You know you’re a new parent when…

Published by paul at 7:48 am under family,parenting

  • You don’t mind changing diapers. In fact, you start to enjoy it. And if you’re really fired up about the process, you sometimes get competitive with your wife to see how fast you can change a diaper, as if you were a member of a highly tuned NASCAR pit crew.
  • In addition to losing our squeamishness about diapers, you discover that you have no problem with jamming your hand in the diaper to be sure that someone made a pee-pee.
  • You sometimes find yourself singing or humming extremely annoying children’s tunes and other obnoxious catchy songs for no reason at all when you’re not even near your baby.
  • Everything you say to your baby turns into a song.
  • You often find yourself marching and singing around your home to “engage,” entertain or lull your child to sleep. (Oddly enough, singing also usually turns into a medley.

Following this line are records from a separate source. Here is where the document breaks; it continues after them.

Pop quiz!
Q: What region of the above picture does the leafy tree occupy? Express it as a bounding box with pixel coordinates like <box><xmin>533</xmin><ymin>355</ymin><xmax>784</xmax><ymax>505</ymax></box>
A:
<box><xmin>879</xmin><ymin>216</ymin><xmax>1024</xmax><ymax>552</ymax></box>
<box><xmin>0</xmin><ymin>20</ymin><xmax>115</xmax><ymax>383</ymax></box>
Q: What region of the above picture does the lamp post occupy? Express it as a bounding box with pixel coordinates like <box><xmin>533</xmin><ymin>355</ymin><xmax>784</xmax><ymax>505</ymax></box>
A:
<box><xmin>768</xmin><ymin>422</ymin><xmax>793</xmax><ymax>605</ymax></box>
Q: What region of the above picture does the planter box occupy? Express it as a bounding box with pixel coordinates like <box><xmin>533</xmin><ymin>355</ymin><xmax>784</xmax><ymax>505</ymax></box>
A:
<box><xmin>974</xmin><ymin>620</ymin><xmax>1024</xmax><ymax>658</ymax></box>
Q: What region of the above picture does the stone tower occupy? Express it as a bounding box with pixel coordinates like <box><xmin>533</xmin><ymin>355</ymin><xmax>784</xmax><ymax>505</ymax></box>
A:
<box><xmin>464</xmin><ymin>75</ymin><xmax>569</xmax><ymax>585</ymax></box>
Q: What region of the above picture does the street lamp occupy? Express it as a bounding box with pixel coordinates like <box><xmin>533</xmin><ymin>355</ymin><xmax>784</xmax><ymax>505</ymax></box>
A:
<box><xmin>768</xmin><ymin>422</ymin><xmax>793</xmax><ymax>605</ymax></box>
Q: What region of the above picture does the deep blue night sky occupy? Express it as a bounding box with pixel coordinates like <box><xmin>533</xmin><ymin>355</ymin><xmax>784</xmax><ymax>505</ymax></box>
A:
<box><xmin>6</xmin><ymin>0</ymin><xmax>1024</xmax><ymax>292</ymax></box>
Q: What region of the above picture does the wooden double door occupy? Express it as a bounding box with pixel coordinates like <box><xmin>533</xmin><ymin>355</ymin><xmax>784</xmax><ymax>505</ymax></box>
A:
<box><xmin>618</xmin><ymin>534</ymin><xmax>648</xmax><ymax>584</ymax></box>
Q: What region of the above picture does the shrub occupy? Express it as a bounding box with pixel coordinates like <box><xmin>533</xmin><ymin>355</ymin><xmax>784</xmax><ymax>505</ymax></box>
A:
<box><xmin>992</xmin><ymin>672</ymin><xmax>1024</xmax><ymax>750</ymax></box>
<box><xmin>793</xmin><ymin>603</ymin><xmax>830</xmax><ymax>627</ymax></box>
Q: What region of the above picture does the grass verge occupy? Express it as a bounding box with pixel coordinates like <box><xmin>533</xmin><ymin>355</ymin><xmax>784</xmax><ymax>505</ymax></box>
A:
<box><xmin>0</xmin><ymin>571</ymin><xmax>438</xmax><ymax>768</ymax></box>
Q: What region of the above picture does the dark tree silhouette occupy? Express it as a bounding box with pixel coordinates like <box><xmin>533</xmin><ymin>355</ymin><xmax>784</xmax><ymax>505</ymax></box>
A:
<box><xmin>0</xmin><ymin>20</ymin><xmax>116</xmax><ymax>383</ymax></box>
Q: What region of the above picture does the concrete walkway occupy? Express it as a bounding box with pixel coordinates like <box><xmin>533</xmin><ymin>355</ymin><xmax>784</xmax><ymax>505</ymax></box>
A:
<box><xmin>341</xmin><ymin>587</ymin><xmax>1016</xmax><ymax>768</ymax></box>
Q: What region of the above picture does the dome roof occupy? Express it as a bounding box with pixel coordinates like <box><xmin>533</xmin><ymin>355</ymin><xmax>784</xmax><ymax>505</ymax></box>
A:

I find that I can go from a lullaby to a Ragtime standard such as Ragtime Gal to rapping to a Tom Jones song to a sea shanty to “Head, shoulders…” and back to a lullaby without losing a beat. And somehow, with my caffeine high through a sleep-deprived haze, the songs flow seamlessly from one to the next. The beat, the rhythm, the syncopation—it all just works. But who really cares because my son is quietly looking up at me, wide-eyed with rapt attention, and I think I see a smile. And that’s all that really matters, isn’t it?)
  • When walking your baby, you have this sad, yearning look when you see other new parents in the neighborhood who are walking their new babies. You know they are stuck in the same new, time-sucking dimension that is all about baby and desperately need someone to commiserate with. Friend? Friend? Friend?
  • You quickly learn to pee and do other necessary daily functions with a baby in your arms or in a sling.
  • When the day the umbilical cord comes off, it takes on the same excitement as chasing girls with worms on rainy days at the bus stop. (And yes, I did chase my wife with it and grossed her out.) Then you call both sets of grandparents, aunts and uncles, etc. One grandparent even blogged about it.
  • Cursing about your baby when it wakes you in the dead of night stops immediately when you see that sad, helpless, little face crying in the crib.

One response so far

One Response to “You know you’re a new parent when…”

  1. Art says:

    Randye can tell you about singing when she was a baby, but I couldn’t belt out a folk song, hold her, and do other necessary bodily functions at the same time while holding the guitar (or banjo in the early days).

    And as far a liking diaper changing goes. OK, I can get into the competition aspect, but liking it??? I may have to re-evaluate my opinion of your sanity.